The separation of departments within local authorities into autonomous units each pursuing their clearly spelt out objectives constituted managers with responsibility to manage their budgets and achieve the objectives assigned to them. This would lead to competition between producer and purchaser units, with the former focussing on ways of beating their competitors so as to win the right to supply the purchaser. The purchaser could be another local authority department or an external entity. This technology confers freedom on the producer units to produce so much of whatever product or service only regulated by the market. Purchasers are encouraged to search for producers who can provide goods and services at the least cost and of the desired quality.
Competition fosters a tendency towards the search for efficiency which includes intensifying labour as units seek to outpace the competition so as to win contracts (Hoggett, 1996).

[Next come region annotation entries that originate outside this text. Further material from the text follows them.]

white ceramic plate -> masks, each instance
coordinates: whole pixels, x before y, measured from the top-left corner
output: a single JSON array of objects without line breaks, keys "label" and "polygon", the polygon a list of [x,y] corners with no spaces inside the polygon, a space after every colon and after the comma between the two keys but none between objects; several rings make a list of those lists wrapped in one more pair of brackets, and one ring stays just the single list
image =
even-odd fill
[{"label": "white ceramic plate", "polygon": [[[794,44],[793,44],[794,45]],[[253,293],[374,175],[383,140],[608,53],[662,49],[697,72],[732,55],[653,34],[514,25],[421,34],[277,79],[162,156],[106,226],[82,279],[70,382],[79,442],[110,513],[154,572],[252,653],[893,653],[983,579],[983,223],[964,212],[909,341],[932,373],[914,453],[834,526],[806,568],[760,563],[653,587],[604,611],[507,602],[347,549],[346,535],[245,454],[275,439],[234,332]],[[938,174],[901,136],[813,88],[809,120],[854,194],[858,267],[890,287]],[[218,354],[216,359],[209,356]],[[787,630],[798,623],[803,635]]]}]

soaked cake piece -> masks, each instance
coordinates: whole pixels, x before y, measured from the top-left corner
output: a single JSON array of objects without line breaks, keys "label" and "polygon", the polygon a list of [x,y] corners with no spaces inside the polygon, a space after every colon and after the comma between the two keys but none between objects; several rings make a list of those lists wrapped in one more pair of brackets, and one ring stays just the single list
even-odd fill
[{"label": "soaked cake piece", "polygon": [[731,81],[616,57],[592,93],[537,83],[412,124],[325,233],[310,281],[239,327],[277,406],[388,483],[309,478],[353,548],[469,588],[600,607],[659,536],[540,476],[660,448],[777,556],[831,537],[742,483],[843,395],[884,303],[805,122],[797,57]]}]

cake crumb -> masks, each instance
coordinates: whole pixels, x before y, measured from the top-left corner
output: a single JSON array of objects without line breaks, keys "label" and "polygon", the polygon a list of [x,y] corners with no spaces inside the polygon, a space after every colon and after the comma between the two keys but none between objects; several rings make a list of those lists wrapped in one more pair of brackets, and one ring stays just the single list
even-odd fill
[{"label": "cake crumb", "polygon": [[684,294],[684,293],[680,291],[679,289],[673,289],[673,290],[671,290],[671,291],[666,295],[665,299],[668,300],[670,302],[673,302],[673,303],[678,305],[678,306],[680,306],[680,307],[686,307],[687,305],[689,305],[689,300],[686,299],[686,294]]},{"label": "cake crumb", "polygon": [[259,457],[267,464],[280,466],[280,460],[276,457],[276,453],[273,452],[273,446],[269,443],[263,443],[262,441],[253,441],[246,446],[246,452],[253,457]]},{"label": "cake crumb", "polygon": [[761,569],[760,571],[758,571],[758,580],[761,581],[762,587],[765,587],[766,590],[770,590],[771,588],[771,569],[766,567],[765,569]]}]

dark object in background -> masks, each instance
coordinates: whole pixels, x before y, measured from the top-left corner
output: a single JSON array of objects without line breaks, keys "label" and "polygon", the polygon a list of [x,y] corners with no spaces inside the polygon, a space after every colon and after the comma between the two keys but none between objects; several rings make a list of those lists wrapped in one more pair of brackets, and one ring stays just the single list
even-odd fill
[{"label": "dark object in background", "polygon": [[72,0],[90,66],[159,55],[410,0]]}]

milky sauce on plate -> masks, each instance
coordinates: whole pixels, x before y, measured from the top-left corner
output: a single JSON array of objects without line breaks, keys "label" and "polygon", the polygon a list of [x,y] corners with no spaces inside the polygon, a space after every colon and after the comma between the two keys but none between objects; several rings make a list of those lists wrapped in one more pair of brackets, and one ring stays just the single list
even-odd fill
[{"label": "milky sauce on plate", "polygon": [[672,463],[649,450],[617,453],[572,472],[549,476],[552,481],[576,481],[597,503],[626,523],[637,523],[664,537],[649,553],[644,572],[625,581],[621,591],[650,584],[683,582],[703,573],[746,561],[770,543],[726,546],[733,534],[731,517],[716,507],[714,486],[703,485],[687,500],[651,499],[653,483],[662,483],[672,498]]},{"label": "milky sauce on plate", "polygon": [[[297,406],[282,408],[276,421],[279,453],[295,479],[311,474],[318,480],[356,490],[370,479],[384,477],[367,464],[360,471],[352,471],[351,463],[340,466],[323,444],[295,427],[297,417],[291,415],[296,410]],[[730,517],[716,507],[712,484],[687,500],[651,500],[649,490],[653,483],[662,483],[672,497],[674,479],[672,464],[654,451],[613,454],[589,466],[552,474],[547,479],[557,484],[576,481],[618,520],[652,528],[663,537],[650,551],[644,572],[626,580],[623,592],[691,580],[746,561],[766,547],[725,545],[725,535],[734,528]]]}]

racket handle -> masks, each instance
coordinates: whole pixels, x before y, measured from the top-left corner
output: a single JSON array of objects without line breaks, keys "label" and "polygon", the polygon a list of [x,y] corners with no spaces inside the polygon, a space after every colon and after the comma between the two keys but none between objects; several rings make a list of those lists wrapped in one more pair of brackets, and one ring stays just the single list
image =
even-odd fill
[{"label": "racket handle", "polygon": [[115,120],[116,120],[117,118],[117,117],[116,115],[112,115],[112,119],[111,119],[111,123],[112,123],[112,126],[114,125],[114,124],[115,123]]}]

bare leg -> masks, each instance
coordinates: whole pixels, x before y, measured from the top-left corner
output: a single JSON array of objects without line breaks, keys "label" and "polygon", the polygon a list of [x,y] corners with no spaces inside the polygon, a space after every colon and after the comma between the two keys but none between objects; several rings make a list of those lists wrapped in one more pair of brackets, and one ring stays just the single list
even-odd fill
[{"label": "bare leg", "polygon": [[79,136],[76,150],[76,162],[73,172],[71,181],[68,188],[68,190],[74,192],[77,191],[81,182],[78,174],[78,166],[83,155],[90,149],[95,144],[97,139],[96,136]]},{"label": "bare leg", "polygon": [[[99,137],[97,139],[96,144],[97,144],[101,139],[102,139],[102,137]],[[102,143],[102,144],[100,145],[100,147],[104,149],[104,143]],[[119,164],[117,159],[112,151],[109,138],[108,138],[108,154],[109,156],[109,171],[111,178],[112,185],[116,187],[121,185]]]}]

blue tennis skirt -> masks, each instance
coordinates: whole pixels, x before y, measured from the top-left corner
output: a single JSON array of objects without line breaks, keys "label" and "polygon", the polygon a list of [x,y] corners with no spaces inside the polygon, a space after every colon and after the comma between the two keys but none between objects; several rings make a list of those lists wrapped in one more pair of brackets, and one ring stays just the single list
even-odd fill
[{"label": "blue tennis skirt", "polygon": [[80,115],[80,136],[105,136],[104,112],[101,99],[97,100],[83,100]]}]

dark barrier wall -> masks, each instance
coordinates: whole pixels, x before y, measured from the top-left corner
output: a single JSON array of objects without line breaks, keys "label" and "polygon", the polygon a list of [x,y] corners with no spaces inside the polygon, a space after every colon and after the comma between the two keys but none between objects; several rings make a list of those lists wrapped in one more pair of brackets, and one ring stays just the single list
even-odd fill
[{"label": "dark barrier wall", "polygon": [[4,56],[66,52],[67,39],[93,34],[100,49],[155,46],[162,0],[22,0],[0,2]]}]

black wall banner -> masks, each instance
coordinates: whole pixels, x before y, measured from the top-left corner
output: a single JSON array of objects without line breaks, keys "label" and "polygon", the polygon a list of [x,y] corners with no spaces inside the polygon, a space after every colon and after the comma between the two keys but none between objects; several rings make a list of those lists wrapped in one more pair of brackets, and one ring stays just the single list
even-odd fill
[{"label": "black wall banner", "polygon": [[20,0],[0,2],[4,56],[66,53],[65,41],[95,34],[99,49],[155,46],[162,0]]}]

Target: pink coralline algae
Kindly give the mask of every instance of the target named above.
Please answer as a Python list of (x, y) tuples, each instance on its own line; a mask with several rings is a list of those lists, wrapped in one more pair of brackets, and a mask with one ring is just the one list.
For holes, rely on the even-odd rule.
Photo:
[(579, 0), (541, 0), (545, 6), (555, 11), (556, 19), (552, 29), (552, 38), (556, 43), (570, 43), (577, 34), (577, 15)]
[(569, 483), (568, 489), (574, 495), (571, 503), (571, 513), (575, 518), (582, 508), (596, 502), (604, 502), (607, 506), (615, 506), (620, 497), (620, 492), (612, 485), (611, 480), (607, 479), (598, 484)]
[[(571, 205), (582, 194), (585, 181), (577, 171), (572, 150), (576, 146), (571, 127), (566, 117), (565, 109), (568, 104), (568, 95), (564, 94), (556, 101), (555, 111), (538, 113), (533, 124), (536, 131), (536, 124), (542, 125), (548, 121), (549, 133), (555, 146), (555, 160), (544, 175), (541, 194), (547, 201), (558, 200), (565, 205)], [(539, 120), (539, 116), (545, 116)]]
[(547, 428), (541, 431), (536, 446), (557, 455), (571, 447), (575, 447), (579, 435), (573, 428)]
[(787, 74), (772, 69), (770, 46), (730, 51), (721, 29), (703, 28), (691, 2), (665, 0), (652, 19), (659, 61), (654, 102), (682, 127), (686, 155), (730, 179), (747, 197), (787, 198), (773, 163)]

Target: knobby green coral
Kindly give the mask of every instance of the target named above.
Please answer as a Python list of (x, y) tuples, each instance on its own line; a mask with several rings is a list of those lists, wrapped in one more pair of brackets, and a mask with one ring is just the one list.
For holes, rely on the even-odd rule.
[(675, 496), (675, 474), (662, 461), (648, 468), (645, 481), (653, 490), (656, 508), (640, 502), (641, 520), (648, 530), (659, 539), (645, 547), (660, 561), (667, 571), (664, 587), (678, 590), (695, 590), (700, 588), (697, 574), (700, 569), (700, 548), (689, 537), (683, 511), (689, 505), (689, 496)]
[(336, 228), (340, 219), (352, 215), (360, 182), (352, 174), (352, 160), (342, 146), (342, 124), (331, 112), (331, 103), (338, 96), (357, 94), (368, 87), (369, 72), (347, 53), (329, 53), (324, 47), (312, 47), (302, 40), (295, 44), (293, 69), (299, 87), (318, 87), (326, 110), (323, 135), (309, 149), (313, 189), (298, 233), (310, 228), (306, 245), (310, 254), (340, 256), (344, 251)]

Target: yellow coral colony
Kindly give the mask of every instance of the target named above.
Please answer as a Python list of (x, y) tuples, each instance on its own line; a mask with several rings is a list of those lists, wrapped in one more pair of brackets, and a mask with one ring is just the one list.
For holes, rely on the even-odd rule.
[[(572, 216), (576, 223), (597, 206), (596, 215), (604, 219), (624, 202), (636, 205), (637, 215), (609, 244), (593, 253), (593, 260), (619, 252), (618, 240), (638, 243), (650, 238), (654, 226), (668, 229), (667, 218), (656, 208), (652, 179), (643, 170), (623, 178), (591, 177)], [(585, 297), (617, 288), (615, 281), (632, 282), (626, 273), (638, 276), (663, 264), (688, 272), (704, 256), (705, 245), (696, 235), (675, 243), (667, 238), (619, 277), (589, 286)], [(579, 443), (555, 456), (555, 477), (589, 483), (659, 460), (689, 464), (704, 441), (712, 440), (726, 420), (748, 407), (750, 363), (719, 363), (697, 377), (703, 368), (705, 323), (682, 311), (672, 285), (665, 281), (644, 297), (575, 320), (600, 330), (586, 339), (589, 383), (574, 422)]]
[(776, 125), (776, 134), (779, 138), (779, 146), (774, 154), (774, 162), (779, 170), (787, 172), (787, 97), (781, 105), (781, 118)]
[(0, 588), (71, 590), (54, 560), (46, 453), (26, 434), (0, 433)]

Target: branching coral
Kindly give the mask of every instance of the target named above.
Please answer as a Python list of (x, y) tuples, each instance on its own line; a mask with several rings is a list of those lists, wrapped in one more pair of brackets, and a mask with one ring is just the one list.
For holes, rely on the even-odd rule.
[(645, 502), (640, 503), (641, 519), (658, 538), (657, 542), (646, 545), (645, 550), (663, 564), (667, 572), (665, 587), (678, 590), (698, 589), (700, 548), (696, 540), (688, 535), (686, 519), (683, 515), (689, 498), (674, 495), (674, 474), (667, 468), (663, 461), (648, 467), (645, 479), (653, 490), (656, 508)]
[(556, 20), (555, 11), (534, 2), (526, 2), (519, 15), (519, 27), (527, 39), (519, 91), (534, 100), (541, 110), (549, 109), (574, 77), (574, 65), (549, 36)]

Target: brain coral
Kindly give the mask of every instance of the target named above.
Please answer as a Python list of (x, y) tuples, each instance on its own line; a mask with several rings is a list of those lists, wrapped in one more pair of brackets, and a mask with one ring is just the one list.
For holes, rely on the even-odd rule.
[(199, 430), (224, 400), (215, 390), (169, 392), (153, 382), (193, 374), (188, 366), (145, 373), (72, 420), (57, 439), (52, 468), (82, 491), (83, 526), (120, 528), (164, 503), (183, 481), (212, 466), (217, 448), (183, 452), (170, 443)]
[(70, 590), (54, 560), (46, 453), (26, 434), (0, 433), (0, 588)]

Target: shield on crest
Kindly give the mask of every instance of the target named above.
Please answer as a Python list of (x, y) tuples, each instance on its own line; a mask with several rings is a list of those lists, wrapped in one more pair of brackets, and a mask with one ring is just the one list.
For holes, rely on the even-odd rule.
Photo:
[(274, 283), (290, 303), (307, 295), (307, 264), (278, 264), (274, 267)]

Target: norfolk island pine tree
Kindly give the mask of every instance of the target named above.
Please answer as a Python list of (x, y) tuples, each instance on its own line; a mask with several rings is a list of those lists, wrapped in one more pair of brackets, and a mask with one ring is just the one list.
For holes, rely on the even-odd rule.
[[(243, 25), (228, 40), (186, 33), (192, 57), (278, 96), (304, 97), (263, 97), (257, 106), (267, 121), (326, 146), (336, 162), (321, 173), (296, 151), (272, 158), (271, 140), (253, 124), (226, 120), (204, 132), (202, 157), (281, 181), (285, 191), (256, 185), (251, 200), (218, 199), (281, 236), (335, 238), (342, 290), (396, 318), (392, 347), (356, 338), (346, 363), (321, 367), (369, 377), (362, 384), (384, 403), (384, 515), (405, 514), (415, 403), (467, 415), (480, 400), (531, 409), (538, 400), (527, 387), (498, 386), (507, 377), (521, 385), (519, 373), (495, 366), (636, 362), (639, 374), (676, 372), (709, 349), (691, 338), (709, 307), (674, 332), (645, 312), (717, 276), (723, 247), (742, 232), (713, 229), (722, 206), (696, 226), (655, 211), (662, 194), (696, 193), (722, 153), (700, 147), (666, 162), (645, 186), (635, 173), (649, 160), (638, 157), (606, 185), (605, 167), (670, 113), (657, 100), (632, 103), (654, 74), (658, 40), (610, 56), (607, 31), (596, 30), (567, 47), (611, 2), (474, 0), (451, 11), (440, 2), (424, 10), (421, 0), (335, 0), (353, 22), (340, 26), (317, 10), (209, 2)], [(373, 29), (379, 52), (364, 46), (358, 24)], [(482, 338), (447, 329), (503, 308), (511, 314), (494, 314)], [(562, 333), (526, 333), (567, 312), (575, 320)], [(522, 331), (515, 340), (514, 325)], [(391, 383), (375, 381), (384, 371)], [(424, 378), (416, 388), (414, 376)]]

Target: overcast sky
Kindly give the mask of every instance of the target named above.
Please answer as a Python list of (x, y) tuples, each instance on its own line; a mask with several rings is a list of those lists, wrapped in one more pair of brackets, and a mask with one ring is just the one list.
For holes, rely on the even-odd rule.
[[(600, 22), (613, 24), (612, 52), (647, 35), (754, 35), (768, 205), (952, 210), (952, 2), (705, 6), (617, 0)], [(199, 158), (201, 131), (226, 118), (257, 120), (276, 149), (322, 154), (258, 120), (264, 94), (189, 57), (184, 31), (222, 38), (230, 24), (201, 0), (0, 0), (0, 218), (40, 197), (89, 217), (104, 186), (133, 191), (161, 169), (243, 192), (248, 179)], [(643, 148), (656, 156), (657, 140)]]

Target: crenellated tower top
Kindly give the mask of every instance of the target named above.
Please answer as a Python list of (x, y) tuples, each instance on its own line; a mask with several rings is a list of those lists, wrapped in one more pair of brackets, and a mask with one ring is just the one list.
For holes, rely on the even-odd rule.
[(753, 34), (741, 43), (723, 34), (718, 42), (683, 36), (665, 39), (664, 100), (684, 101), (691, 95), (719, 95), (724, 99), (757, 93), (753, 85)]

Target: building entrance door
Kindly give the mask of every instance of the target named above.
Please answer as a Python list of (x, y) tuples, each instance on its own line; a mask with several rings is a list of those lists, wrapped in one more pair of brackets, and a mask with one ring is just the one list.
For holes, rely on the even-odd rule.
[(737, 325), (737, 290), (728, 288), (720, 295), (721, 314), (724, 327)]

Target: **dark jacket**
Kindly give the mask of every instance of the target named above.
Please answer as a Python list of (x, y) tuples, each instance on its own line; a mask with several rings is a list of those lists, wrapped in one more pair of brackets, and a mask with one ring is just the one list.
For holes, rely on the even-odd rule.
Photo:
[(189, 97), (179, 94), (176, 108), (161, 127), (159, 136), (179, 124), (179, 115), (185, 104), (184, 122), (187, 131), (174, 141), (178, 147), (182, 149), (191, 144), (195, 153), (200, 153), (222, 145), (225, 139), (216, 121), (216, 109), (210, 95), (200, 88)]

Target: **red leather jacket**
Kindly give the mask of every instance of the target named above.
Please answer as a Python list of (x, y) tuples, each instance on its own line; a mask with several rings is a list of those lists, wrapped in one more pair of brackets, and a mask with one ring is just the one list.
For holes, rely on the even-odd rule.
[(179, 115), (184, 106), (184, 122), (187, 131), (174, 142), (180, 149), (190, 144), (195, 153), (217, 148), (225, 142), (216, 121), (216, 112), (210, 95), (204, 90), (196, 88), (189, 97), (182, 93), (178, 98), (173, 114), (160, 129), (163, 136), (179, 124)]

The technologies of competition enable individuals to conduct themselves as producers and purchasers only fettered by the market. The incentives for managers of these units were to be restructured so that they could be held responsible for the efficient use of resources as compared with the market (McKinlay, 1994). Citizens were to conduct themselves on the basis of material incentives and not the traditional service to the public ethic. The subjugation (Foucault 1980d) of a discourse of public service privileges a private sector approach to the government of public affairs. Their conduct was however to be tied to distant centres through a corresponding intensification of rules and procedures (cf. Hoggett, 1996). The relationship between units is increasingly specified in the form of contracts. This specification would suggest that points of gaze increase with purchasers and producers being joined by other centres such as the central government and citizens. It is however bound to be a gaze based on outputs only, these being more easily measurable and therefore reported compared to outcomes. The promotion of a market ethic may become associated with a different sort of identity with managers who espouse market values creating fiefdoms away from other units (cf. Hoggett, 1996).
The specification of objectives would serve a governmental purpose: it would provide a point of focus, a gaze. It forms the basis for calculating individual effort and provides a standard or norm against which one's behaviour can be normalised. The setting of objectives and targets and the delineation of responsibilities incites individual autonomous conduct to achieve a threshold and to compare their performance with that of others (cf. Foucault, 1977). This specification also reflects a way in which the totality of governmentality becomes practical by bringing professionals within the web of calculation and into the gaze of citizens now constituted as communities (Rose, 1993). Each
space would be governed on the basis of the specific objectives assigned to it while seeming to enjoy autonomy:
. . . one of the paradoxes of contemporary management is that it both liberates and enslaves. Whilst operational managers may be given real control over the resources necessary to do the job right the centre (of the firm or the government) retains control over key strategic decisions such as the allocation of resources to operational units and the framework of financial and personnel rules and performance targets within which devolution over operational matters is allowed to occur (Hoggett, 1991) (Hoggett, 1996, p. 18).